Un constat partagé au-delà des frontières
L'expression « fin de la mondialisation heureuse », qui circule dans les cercles économiques et politiques, traduit un sentiment de bascule. Elle suggère que la période d'expansion continue des échanges, de baisse des barrières douanières et de circulation sans entrave des capitaux, souvent associée aux années 1990 et 2000, serait révolue. Plusieurs orateurs et éditorialistes, sans constituer un courant homogène, emploient désormais ce syntagme pour décrire l'émergence de logiques de souveraineté économique, de protectionnisme sectoriel et de fragmentation des chaînes de valeur.
Des crises qui accélèrent la prise de conscience
La succession de chocs — pandémie de Covid-19, guerre en Ukraine, tensions sino-américaines, flambée des prix de l'énergie, puis poussée inflationniste — a fragilisé le narratif d'une interdépendance mutuellement bénéfique. Les gouvernements, confrontés à des pénuries de composants essentiels, à la dépendance vis-à-vis de fournisseurs uniques et à des pressions sur les prix, ont multiplié les initiatives de relocalisation, de diversification des approvisionnements et de soutien aux industries jugées stratégiques. Cette réorientation des politiques publiques conforte l'idée que le modèle antérieur, basé sur une confiance quasi absolue dans les vertus du libre-échange, est désormais remis en question.
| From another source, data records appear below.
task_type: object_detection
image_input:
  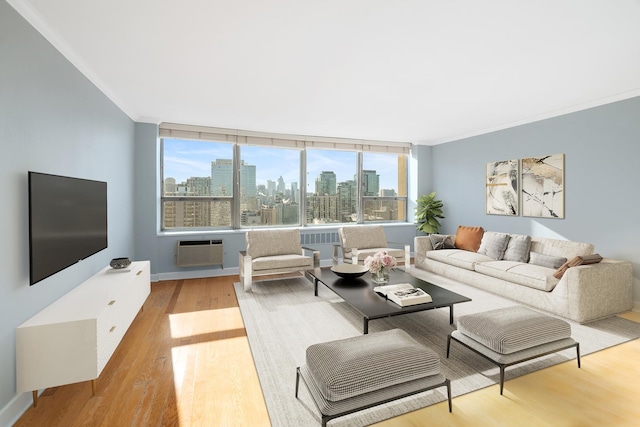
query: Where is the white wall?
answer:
[0,1,134,425]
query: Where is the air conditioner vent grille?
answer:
[176,240,224,267]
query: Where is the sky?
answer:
[164,138,398,192]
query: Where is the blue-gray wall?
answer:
[431,98,640,307]
[0,1,134,425]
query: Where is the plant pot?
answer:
[371,268,389,283]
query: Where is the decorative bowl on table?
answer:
[109,258,131,270]
[331,264,369,279]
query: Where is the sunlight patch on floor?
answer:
[169,307,244,338]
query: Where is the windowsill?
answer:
[157,222,415,237]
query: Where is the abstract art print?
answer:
[485,159,519,216]
[522,154,564,218]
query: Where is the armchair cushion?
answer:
[246,228,302,258]
[338,225,388,253]
[251,255,313,272]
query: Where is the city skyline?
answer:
[163,138,397,193]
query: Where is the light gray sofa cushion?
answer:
[458,306,571,354]
[478,231,509,260]
[306,329,440,401]
[429,234,455,250]
[246,228,302,258]
[427,249,494,271]
[529,252,567,274]
[251,255,313,272]
[475,260,559,292]
[502,234,531,262]
[338,225,388,252]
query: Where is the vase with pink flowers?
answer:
[364,251,398,283]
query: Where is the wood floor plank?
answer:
[15,276,640,427]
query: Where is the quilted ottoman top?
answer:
[458,306,571,354]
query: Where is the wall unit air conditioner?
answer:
[176,240,224,267]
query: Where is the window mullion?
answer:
[356,151,364,224]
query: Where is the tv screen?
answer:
[29,172,107,285]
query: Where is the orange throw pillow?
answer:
[456,225,484,252]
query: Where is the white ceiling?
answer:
[7,0,640,144]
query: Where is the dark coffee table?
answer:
[307,268,471,334]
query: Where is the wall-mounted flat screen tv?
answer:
[29,172,107,285]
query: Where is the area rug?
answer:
[234,272,640,427]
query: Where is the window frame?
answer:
[159,124,410,233]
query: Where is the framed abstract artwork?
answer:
[522,154,564,218]
[485,159,520,216]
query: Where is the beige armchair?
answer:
[239,229,320,291]
[333,225,411,270]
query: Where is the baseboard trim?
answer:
[0,393,33,427]
[151,259,332,282]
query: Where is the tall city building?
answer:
[316,171,336,196]
[240,160,257,199]
[211,159,256,199]
[211,159,233,196]
[338,180,358,222]
[187,176,211,196]
[362,170,380,196]
[164,178,176,195]
[276,176,285,194]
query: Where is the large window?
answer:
[240,146,301,227]
[161,123,408,230]
[362,153,407,222]
[306,149,358,224]
[162,138,234,229]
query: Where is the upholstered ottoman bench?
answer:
[447,306,580,394]
[296,329,451,426]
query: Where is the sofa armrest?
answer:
[238,251,253,291]
[553,259,633,322]
[413,236,433,270]
[302,246,320,268]
[387,242,411,271]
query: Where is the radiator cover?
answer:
[176,240,224,267]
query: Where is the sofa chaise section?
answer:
[414,236,633,323]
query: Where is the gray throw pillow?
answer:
[429,234,455,250]
[478,231,509,259]
[529,252,567,269]
[502,234,531,262]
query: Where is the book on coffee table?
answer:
[373,283,432,307]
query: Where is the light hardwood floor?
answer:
[15,276,640,427]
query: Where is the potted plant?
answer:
[416,191,444,234]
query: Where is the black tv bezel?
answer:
[27,171,109,286]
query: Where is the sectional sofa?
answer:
[414,227,633,323]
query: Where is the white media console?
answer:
[16,261,151,406]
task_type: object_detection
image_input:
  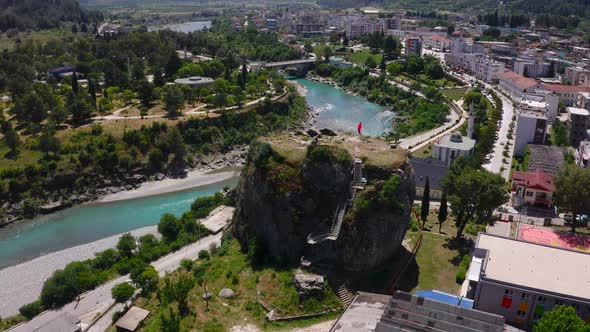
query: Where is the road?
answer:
[9,233,222,332]
[483,91,516,180]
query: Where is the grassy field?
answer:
[130,240,341,332]
[349,51,383,65]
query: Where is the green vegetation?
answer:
[553,165,590,233]
[135,239,341,331]
[455,255,471,285]
[533,305,590,332]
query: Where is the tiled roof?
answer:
[512,168,555,192]
[500,71,537,89]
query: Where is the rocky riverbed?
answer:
[0,145,248,227]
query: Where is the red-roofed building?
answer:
[543,84,590,106]
[499,71,544,100]
[512,168,555,208]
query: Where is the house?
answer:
[410,158,449,200]
[543,84,590,106]
[512,168,555,208]
[467,233,590,330]
[566,107,590,147]
[514,109,547,156]
[432,133,475,166]
[499,71,543,100]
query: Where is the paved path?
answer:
[9,233,222,332]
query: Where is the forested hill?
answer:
[318,0,590,18]
[0,0,102,31]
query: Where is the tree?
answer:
[323,46,333,63]
[72,71,78,93]
[135,80,155,106]
[4,127,20,158]
[158,213,180,242]
[443,166,508,240]
[420,176,430,227]
[117,233,137,257]
[438,191,449,233]
[553,165,590,232]
[136,265,159,293]
[533,305,590,332]
[111,282,135,308]
[164,85,184,118]
[39,130,60,158]
[365,55,377,69]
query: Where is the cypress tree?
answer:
[438,191,449,233]
[420,177,430,227]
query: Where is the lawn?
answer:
[349,51,383,65]
[406,230,468,293]
[441,88,467,100]
[130,240,341,331]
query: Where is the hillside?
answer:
[0,0,97,31]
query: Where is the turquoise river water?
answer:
[294,79,394,136]
[0,177,238,269]
[0,79,393,269]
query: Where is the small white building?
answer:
[432,133,475,166]
[514,109,547,156]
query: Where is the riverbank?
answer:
[0,226,159,317]
[95,170,240,203]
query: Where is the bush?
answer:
[180,258,193,271]
[199,250,210,259]
[18,300,45,319]
[455,255,471,284]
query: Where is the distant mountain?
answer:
[0,0,100,31]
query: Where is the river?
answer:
[294,79,395,136]
[0,177,238,269]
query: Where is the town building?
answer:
[410,158,449,200]
[563,67,590,86]
[566,107,590,147]
[404,37,422,56]
[527,144,565,176]
[174,76,215,89]
[422,35,452,52]
[511,168,555,208]
[514,110,547,156]
[432,133,475,166]
[499,71,543,101]
[512,58,551,77]
[543,84,590,106]
[467,233,590,330]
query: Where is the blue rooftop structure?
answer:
[416,290,473,309]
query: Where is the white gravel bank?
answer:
[0,226,158,318]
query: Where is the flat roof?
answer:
[330,292,391,332]
[435,134,475,151]
[566,107,590,116]
[475,233,590,300]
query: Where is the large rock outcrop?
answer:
[234,134,415,271]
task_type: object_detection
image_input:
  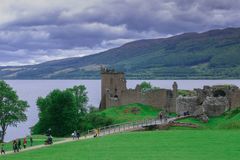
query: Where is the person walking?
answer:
[159,112,163,122]
[23,137,27,149]
[1,143,5,154]
[72,132,75,140]
[30,136,33,146]
[17,139,22,150]
[13,140,19,153]
[77,131,80,139]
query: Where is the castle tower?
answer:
[100,68,127,109]
[171,82,178,113]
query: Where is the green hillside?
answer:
[97,103,160,123]
[179,108,240,130]
[3,130,240,160]
[0,135,64,151]
[0,28,240,79]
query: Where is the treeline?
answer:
[32,85,112,136]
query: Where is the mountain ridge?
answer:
[0,28,240,79]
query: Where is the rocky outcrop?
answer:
[202,97,229,116]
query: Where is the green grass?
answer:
[98,103,160,123]
[175,108,240,129]
[1,135,63,151]
[0,130,240,160]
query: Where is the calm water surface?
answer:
[5,80,240,141]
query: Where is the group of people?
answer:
[158,112,167,122]
[45,128,53,145]
[1,143,5,154]
[12,136,33,153]
[93,129,100,138]
[72,131,80,140]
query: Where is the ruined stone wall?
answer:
[100,72,127,109]
[107,89,175,112]
[176,96,200,115]
[230,90,240,109]
[202,97,229,116]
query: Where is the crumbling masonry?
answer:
[100,69,240,116]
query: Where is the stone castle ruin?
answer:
[176,85,240,116]
[100,69,240,116]
[100,69,177,112]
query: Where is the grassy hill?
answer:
[0,135,64,151]
[0,28,240,79]
[97,103,160,123]
[176,108,240,130]
[3,130,240,160]
[0,107,240,160]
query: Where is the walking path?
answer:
[0,116,189,155]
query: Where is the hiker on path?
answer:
[13,140,19,153]
[23,137,27,149]
[72,132,75,140]
[30,136,33,146]
[17,139,22,150]
[46,128,52,136]
[159,112,163,122]
[93,129,98,138]
[1,143,5,154]
[77,131,80,139]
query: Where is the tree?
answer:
[33,89,79,136]
[0,81,29,141]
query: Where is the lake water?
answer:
[5,80,240,141]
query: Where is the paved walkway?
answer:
[0,116,189,155]
[0,136,92,156]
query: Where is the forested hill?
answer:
[0,28,240,79]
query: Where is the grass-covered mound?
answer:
[176,108,240,129]
[97,103,160,123]
[4,135,64,151]
[1,130,240,160]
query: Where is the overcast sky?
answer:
[0,0,240,65]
Un débat sur la nature du changement
La notion de « fin de la mondialisation heureuse » ne fait toutefois pas l'unanimité. Certains économistes estiment que le commerce international reste dynamique, mais qu'il change de forme : il est davantage régionalisé, plus tourné vers les services numériques et moins centré sur les flux de marchandises physiques. D'autres insistent sur le fait que les échanges mondiaux n'ont pas diminué en valeur absolue, même si leur poids dans le produit intérieur brut mondial a cessé de croître. La formule, plus qu'un constat statistique brut, devient alors un marqueur politique et médiatique : celui d'une époque où la mondialisation n'est plus présentée comme une promesse de prospérité partagée, mais comme un enjeu de puissance, de résilience et de conflit.
Des implications pour les entreprises et les consommateurs
Dans les faits, la traduction concrète de cette inflexion se lit dans la multiplication des barrières non tarifaires, dans l'utilisation accrue des instruments de défense commerciale (enquêtes antidumping, mesures de sauvegarde, contrôles des investissements étrangers) et dans le développement de politiques industrielles actives (lois sur les semi-conducteurs, accords de libre-échange conditionnés à des clauses environnementales ou sociales). Pour les entreprises, cela implique une complexification des chaînes logistiques, une hausse des coûts de conformité et une incertitude réglementaire accrue. Pour les consommateurs, le risque est celui d'une hausse des prix sur certains biens importés et d'une réduction de la variété de l'offre.
Un avenir incertain
Si l'expression « fin de la mondialisation heureuse » semble s'imposer comme un lieu commun du discours public, son contenu précis reste débattu. La question centrale — s'agit-il d'une rupture irréversible ou d'une phase d'adaptation douloureuse mais temporaire — n'a pas encore de réponse tranchée dans les cercles académiques et politiques. Ce qui paraît acquis, en revanche, c'est que la confiance naïve dans le marché mondialisé comme vecteur automatique de paix et de progrès a cédé la place à une approche plus pragmatique, voire méfiante, des échanges internationaux.